Biological Research on Drug Dependence

(I) Studies on neuropeptides, neurohormones and steroids in relation to opioid sensitivity and chronic pain (including animal experimental models, in vitro cell cultures and clinical studies). In clinical studies the project directs to assessment of genetic polymorphism in various transmitter systems combined with quantification of neuropeptide levels in various body fluids. Peptides chosen for analysis includes the tachykinins and opioid peptides. In animal studies models for nociceptive, neuropathic pain are chosen.

(II) Studies on neuropeptides, neurohormones and steroids (in particular anabolic androgenic steroids = AAS) in relation to drug dependence (including experimental animal models, in vitro cell cultures and clinical studies). In clinical studies the project directs to assessment of genetic polymorphism in various transmitter systems combined with quantification of neuropeptide levels in various body fluids. Peptides chosen for analysis includes the tachykinins and opioid peptides. In animal studies models to investigate opiate tolerance and withdrawal and drug self-administration (in collaboration with other laboratories) are used. Endogenous peptides with high potency to attenuate withdrawal reactions have been identified and serve as basis for design and synthesis of peptides and non-peptides that may be further developed to act as drugs in the treatment of opiate addiction. In studies of effects of AAS on the brain neurochemical technologies (radioimmunoassays, autoradiograhy, Western blot, etc.) are combined with various behavioral assays.

(III) Studies on the functions of growth hormone (GH) and prolactin (PRL) and their receptors in the central nervous system (including experimental animal models, in vitro cell cultures and clinical studies).
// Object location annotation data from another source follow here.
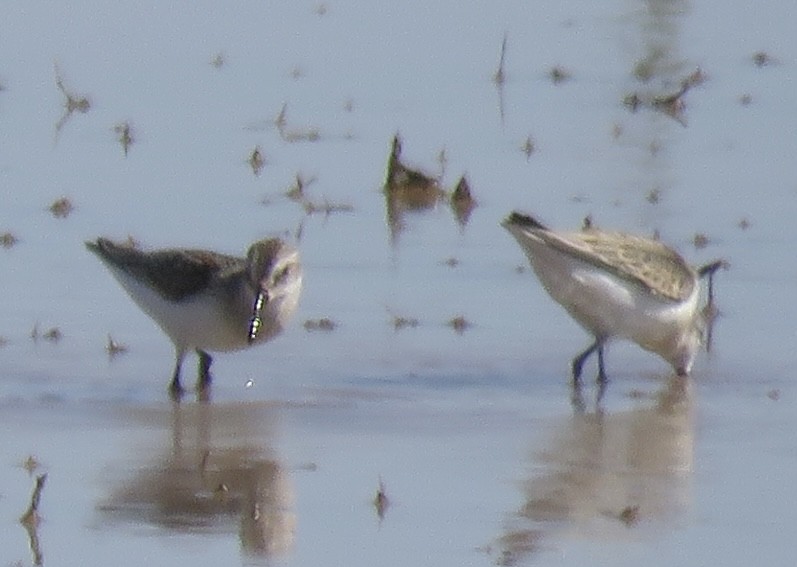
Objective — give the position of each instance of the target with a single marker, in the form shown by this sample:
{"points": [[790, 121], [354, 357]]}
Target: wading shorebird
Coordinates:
{"points": [[208, 301], [618, 285]]}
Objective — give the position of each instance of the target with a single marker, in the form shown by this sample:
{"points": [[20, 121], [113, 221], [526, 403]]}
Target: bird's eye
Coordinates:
{"points": [[282, 274]]}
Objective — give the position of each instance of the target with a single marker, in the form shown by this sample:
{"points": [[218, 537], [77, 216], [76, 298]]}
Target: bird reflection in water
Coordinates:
{"points": [[213, 475], [411, 190], [602, 474]]}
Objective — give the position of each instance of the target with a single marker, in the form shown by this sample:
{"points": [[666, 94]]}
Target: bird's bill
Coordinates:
{"points": [[256, 321]]}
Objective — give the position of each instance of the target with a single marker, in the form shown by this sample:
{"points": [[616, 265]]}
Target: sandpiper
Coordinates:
{"points": [[208, 301], [618, 285]]}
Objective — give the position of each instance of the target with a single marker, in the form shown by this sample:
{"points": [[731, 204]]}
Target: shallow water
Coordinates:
{"points": [[483, 455]]}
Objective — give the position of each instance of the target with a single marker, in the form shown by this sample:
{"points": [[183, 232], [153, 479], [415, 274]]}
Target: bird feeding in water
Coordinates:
{"points": [[617, 285]]}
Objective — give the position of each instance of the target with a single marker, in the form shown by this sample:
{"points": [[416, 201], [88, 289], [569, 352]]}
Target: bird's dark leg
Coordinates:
{"points": [[709, 270], [175, 388], [602, 379], [578, 361], [204, 378]]}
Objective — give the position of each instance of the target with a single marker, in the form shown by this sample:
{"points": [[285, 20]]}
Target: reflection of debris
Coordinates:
{"points": [[73, 103], [256, 160], [31, 516], [381, 501], [61, 208], [214, 476], [323, 324], [30, 520], [462, 201], [7, 240], [124, 131], [459, 324], [500, 75], [114, 348]]}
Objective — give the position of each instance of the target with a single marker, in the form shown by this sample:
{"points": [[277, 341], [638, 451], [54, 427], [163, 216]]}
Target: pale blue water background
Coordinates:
{"points": [[482, 455]]}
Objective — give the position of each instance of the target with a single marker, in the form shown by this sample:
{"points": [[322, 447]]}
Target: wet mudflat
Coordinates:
{"points": [[418, 409]]}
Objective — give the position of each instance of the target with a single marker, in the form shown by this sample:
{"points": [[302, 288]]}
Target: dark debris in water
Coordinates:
{"points": [[61, 208], [257, 160], [528, 147], [124, 135], [762, 59], [381, 501], [322, 324], [629, 515], [8, 240], [559, 74], [52, 335], [700, 241], [114, 347], [399, 322], [459, 324]]}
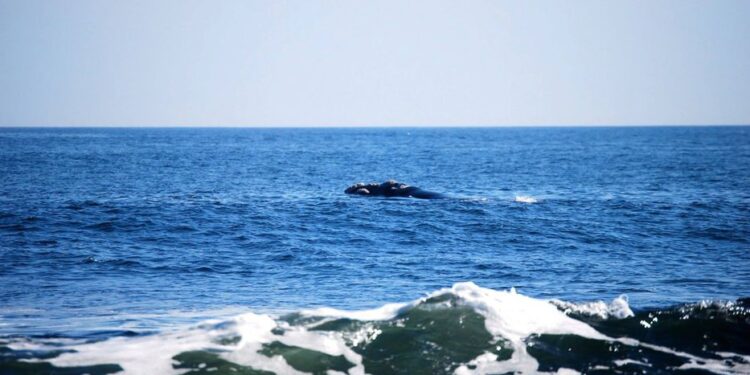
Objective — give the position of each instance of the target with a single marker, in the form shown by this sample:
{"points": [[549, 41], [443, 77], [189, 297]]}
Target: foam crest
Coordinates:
{"points": [[617, 309], [512, 322]]}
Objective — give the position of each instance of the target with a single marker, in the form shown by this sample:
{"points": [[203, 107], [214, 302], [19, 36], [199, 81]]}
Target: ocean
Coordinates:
{"points": [[236, 251]]}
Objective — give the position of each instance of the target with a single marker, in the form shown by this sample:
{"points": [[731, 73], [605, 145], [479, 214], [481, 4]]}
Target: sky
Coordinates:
{"points": [[374, 63]]}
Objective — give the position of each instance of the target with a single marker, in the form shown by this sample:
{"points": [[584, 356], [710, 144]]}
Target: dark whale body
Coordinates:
{"points": [[391, 188]]}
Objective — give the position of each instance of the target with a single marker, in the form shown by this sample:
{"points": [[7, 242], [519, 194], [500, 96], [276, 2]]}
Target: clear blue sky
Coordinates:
{"points": [[307, 63]]}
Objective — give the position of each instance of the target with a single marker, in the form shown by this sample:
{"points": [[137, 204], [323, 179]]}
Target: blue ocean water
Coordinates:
{"points": [[110, 229]]}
Receptors for GH have been identified in the brain in areas of relevance for many of the known effects of GH on the central nervous system (CNS). Beneficial effects of GH on cognitive functions are recorded by the assessment of memory and cognition using the Water maze in conjunction with various neurobiological techniques.

(IV) Studies on atypical opioid peptides (endomorphins, hemorphins and casomorphins) in relation to behaviour and mechanisms for their release.

(V) Studies on synthetic compounds acting on angiotensin receptors. Receptor assays specific for the AT1, AT2 and AT4 receptors are used to guide synthesis and design of peptide and non-peptide analogues. Compounds with high affinity and selectivity are further studied with regard to agonist activity in functional assay in vitro or in vivo.